By Ambitwistor (not verified) on 17 Jan 2007 #permalink

Essentially, they use observational data--i.e. observations on a bunch of people without experimental interventions--to estimate a very complicated statistical model relating health, academic performance, tuition costs, and educational attainment. They assume that this model is causal, and use it to simulate the effects of the two policies they mention.

The big problem in economics is that, for the most part, we can't do experiments: They tend to, as you say, cost $16 million and take 15 years, and would often be unethical in any case. There's a big divide among empirical economists about how to proceed.
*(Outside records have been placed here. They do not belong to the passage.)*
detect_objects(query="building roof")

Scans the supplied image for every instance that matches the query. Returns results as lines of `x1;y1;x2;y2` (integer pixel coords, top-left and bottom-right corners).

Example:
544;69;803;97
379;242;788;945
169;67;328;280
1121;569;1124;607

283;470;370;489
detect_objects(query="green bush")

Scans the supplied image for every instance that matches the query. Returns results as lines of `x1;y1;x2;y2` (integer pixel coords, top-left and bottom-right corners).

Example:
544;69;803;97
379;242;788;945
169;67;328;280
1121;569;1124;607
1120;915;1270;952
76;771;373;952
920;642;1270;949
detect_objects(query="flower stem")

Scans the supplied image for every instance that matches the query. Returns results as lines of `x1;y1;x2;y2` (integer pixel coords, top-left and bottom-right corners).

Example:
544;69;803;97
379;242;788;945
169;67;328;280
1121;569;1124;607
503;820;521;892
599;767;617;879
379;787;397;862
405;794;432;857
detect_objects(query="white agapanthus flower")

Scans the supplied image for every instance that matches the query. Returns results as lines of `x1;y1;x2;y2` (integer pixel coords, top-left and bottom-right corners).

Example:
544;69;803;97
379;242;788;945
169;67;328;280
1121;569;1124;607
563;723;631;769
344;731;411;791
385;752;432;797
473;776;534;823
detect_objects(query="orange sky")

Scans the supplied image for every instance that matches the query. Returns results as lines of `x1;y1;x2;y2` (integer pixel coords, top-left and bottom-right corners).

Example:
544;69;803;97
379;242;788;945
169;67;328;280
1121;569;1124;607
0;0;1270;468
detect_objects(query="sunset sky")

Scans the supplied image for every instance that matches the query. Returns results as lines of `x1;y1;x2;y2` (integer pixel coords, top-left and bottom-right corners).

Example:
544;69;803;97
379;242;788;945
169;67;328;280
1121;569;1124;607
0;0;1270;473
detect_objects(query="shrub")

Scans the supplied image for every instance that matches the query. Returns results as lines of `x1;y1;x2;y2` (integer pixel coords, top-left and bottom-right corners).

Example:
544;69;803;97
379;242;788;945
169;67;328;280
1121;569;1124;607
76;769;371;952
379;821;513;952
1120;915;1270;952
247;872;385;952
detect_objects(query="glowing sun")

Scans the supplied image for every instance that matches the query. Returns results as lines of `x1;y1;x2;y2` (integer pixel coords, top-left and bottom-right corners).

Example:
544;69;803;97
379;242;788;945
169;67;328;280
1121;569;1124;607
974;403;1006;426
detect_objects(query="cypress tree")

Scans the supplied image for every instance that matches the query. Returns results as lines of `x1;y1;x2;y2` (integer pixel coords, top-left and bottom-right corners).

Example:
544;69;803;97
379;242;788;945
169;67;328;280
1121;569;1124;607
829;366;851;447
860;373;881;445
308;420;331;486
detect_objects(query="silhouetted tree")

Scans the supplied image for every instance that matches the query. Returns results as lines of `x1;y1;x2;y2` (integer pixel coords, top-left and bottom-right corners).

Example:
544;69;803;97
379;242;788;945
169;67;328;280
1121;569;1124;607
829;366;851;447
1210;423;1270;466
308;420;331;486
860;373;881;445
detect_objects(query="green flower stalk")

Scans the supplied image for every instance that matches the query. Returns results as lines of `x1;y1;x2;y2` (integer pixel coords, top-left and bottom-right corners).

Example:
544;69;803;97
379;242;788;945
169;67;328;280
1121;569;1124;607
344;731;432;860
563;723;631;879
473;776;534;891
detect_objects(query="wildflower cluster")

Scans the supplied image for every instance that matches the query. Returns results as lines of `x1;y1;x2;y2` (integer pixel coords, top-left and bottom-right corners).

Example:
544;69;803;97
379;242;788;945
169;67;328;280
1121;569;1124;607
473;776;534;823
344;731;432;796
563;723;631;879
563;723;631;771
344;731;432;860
One approach is to look for so-called "natural experiments," situations where the world happens to generate variation that is sufficiently experiment-like to permit credible causal inferences. Two classic examples are a study of the minimum wage, which examines employment on either side of the New Jersey-Pennsylvania border over a period when NJ raised its minimum wage but PA did not, and a study of the effect of immigration on labor markets that uses the Mariel Boatlift (when Cuba sent a bunch of unwanted citizens to Miami, for the most part against their will) to look at the effect on the Miami labor market.

The problem with this approach is that the world doesn't give us enough good natural experiments to study everything we want to know about. So another approach is so-called "structural" estimation, which attempts to estimate causal effects from non-experimental data by modelling all of the determinants of these decisions. This style of research requires many more, and much stronger, assumptions, but if those assumptions are satisfied it tells us much more than an experiment ever can. The paper cited here is of this sort.

There's a lot of hostility between the two camps. I fall more into the "natural experiment" camp (also known as the "reduced form" camp, for the type of statistical model used), but I think that both have value so long as we are appropriately circumspect about the strength of the evidence. This paper fails that test pretty badly.

Usually in economics, "experiment" will refer to an actual experiment (e.g. when Tennessee randomly assigned elementary students to smaller or larger classes) or to a "natural experiment." That's enough of an abuse of language. But this paper's use of the word "experiment" when what they really mean is "simulation" gives the rest of us a bad name...

Chad, MattXIV has the all the explanation you need at a "ground truth" level: Aggies.